Bankable way to being head and shoulders above the competition
THE BEST The clear winners, the Hongkong and Shanghai Bank and the Bank of China, were chosen by all, including fung shui master Raymond Lo Hang-lap, for their modern and interesting designs.
Joseph Fung King-cho describes himself as 'middle-aged'. Harvard-educated, he has practised in Hong Kong for 15 years and heads Studio Pantheon II, where he works on 'little things of no significance'.
His choices: the Fung Ping Shan Museum at the University of Hong Kong, the old part of the Peninsula Hotel and Government House.
'The Fung Ping Shan Museum is a little jewel. It's not incredible in the sense it's the type of space which blows your mind, but you go in and everything's right, and it's not pretentious, and it does celebrate what it's supposed to do well.
'The Peninsula hotel is very classic, [the lobby is] a celebration of arrival, the space is very grand. It has class.' And Government House is 'probably the most gracious big house in Hong Kong' with 'a very grand proper [covered] entrance' which sadly other buildings lacked.

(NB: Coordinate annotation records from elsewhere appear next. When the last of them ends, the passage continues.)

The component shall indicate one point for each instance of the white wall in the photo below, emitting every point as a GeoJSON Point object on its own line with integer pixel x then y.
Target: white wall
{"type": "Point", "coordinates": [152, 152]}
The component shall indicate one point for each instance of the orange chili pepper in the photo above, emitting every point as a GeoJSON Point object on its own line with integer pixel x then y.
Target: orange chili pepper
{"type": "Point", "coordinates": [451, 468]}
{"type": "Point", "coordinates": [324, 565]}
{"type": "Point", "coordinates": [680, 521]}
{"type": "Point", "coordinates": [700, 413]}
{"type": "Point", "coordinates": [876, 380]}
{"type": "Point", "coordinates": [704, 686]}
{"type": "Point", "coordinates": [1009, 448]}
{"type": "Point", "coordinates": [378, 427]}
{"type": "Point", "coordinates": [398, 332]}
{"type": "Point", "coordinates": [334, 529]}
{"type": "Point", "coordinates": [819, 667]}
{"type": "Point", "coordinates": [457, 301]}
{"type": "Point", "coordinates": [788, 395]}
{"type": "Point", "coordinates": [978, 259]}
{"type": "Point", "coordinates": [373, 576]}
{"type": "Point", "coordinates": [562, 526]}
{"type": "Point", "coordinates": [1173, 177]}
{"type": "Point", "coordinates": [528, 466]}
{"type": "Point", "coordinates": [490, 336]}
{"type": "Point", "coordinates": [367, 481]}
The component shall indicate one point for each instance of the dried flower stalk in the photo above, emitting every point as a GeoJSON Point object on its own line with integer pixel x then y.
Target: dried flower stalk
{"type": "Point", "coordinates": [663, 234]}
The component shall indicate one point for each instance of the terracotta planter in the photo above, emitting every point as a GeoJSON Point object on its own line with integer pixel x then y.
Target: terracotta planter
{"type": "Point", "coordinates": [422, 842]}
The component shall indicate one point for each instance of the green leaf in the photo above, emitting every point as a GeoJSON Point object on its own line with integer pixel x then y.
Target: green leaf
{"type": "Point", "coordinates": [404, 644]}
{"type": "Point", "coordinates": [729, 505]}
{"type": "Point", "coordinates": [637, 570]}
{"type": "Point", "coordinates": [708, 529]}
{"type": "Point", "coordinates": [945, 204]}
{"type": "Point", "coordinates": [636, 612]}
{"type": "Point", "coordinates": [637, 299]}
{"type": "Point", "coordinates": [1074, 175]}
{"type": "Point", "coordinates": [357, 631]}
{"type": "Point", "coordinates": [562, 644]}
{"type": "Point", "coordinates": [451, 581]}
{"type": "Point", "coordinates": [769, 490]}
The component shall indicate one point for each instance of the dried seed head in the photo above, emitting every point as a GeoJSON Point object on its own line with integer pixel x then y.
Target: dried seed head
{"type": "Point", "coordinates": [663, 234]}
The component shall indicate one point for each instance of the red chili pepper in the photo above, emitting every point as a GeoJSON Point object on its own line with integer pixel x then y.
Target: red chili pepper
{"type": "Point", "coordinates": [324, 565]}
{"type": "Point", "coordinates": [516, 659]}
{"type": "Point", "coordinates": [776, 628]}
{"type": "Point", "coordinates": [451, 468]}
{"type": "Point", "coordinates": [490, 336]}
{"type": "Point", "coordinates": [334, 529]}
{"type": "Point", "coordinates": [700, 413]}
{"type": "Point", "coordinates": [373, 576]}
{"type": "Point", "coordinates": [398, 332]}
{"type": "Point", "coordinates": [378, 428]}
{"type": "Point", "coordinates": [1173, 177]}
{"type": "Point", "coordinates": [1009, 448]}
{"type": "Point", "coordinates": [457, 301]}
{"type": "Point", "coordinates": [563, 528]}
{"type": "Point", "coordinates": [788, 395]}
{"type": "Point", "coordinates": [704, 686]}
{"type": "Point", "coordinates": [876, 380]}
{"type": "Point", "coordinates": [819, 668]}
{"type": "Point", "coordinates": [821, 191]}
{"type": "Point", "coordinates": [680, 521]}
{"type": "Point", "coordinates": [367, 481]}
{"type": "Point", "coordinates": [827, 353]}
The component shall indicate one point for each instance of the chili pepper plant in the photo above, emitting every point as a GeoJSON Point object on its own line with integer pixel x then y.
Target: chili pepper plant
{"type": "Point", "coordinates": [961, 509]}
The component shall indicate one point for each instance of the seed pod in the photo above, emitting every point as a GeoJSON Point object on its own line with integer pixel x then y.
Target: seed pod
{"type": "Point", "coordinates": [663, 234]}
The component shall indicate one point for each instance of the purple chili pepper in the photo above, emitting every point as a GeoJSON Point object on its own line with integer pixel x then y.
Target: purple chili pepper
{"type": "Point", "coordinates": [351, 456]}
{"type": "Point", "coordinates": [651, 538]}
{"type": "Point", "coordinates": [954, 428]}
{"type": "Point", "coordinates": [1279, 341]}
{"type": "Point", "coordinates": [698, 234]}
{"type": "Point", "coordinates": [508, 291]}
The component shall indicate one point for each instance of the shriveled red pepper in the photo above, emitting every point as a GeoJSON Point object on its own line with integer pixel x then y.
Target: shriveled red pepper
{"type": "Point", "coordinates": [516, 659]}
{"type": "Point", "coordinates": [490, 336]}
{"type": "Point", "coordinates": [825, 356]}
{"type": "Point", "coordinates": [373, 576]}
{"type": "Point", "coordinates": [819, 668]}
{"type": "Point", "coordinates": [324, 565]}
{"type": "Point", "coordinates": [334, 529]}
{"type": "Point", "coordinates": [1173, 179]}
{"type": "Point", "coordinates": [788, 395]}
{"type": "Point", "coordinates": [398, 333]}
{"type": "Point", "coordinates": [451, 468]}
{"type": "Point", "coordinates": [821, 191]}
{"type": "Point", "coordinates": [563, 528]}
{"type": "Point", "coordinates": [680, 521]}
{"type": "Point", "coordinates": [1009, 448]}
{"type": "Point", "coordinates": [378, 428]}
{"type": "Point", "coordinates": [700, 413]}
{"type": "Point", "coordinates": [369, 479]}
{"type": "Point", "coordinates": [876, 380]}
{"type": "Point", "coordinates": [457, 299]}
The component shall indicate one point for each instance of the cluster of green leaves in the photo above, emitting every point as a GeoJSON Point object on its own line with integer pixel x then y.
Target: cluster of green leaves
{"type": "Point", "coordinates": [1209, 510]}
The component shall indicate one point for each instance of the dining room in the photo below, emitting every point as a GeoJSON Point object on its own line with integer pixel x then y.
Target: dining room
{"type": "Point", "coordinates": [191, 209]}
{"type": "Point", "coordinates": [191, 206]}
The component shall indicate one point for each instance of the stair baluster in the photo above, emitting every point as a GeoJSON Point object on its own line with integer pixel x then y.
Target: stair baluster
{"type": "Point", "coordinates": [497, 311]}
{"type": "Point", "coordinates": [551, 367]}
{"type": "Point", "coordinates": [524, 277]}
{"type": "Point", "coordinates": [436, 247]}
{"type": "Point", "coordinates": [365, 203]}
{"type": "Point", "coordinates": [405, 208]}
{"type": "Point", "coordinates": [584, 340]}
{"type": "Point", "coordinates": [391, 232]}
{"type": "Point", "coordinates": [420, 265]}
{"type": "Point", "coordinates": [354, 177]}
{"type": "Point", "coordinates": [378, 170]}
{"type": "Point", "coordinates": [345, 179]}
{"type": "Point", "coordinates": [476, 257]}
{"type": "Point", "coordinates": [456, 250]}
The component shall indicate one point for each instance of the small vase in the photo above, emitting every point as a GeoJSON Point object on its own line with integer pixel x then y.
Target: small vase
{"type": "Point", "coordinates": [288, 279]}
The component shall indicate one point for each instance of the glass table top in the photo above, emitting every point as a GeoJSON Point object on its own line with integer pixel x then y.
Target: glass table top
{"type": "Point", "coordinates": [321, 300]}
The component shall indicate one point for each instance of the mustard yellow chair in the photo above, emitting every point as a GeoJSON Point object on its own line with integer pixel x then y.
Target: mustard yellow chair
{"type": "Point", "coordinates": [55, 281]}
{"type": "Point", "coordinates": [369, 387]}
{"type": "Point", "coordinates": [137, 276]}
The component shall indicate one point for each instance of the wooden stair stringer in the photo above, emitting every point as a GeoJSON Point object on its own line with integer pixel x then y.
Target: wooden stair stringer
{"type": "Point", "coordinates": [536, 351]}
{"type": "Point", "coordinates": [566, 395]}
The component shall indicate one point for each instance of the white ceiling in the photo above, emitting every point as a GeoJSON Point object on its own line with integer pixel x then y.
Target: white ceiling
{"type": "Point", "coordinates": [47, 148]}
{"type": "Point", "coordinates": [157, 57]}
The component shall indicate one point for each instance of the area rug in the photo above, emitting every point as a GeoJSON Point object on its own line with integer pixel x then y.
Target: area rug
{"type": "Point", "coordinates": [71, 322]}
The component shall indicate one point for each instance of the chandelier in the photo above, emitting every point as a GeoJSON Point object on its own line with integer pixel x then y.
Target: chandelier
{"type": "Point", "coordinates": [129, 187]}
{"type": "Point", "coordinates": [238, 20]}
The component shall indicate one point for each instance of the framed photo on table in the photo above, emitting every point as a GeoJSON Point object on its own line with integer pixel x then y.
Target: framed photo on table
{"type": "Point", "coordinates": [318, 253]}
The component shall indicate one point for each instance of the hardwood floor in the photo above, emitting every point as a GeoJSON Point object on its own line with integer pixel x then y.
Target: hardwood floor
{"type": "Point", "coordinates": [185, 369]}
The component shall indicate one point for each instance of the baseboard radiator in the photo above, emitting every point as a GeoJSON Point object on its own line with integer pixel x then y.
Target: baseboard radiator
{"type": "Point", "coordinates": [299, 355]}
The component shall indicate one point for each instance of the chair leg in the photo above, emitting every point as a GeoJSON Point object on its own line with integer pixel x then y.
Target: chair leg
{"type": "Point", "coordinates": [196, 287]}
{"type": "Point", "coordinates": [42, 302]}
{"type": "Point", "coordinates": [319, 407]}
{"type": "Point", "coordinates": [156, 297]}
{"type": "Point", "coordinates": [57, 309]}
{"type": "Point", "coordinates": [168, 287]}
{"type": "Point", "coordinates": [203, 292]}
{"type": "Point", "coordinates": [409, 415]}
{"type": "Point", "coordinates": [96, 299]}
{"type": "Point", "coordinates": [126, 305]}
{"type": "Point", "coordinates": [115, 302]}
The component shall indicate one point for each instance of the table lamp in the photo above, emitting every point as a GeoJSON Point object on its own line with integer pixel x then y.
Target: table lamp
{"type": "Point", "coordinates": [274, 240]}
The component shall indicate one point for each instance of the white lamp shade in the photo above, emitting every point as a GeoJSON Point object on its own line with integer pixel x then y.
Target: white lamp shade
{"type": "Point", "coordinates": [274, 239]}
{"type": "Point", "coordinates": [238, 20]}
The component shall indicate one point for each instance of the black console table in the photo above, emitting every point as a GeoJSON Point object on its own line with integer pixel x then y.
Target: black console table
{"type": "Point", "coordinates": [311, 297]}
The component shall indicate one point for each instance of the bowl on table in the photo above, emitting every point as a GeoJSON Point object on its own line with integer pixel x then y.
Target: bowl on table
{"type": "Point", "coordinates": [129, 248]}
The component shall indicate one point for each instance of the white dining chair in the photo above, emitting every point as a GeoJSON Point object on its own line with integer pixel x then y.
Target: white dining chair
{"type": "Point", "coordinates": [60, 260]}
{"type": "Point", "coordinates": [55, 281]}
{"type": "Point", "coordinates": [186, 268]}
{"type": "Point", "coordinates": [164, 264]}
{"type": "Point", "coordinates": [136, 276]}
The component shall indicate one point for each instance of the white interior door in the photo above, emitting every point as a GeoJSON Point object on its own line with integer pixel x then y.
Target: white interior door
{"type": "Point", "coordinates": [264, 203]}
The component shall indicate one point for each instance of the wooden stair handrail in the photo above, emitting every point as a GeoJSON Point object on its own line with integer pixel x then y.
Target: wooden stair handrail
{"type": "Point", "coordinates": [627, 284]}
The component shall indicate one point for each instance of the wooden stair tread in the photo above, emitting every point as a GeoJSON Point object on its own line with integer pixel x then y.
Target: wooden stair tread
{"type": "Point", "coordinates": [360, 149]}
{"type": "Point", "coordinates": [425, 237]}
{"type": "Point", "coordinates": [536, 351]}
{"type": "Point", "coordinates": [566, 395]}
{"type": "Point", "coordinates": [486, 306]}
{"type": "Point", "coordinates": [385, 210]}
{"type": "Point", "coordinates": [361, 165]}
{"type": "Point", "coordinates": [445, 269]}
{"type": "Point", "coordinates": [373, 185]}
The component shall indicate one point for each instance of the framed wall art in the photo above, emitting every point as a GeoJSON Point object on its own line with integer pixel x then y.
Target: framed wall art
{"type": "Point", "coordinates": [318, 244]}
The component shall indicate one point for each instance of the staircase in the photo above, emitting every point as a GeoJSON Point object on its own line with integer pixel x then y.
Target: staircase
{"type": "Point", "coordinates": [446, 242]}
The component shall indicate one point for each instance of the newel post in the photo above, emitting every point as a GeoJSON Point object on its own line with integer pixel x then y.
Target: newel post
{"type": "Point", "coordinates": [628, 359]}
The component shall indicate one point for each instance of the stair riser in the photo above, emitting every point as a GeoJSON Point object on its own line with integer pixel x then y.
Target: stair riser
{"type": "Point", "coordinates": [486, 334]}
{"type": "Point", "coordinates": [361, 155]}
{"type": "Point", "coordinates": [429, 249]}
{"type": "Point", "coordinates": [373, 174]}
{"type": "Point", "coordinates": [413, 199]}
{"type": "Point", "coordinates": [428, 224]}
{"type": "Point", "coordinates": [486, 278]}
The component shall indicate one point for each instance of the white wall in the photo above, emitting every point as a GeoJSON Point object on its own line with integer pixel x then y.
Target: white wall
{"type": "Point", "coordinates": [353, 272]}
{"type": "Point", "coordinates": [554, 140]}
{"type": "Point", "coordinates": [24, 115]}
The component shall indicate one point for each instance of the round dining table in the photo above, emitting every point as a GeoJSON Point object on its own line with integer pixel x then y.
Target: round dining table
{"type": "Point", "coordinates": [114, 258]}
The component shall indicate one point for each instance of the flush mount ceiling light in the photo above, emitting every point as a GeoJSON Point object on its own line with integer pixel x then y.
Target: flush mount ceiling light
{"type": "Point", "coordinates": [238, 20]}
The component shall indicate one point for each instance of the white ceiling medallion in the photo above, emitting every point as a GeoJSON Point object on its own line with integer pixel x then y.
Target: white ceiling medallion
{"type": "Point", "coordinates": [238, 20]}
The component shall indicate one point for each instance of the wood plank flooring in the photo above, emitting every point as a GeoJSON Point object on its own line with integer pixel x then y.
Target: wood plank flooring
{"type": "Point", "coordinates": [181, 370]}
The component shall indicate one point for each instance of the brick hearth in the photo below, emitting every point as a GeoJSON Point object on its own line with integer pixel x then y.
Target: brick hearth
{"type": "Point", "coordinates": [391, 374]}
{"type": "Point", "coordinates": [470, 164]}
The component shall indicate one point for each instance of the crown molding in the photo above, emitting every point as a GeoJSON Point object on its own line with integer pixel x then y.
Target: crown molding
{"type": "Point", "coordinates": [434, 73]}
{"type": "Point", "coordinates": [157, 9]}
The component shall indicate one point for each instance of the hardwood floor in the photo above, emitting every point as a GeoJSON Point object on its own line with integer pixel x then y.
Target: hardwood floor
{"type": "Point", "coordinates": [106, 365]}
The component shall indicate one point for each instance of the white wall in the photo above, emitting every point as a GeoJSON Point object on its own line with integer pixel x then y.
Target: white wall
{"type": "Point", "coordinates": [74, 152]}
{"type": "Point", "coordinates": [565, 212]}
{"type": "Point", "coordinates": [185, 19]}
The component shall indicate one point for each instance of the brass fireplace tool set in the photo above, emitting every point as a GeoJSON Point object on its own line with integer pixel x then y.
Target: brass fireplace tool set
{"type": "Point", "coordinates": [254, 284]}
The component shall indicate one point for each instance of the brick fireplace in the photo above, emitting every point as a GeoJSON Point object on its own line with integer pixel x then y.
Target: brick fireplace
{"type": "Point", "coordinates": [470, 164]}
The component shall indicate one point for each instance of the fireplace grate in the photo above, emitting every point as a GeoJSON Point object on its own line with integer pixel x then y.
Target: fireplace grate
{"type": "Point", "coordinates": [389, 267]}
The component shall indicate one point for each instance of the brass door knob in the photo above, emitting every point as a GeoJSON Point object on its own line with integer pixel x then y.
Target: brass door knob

Mr Fung commented: 'Hong Kong is really not a place for fine architecture, because people don't care very much. But anybody can be an armchair perfectionist, it's very easy.' Dennis Lau Wing-kwong, Hong Kong-trained and past president of the Institute of Architects, is designer of Central Plaza and the newly-refurbished Lee Theatre Plaza, which he included on his list.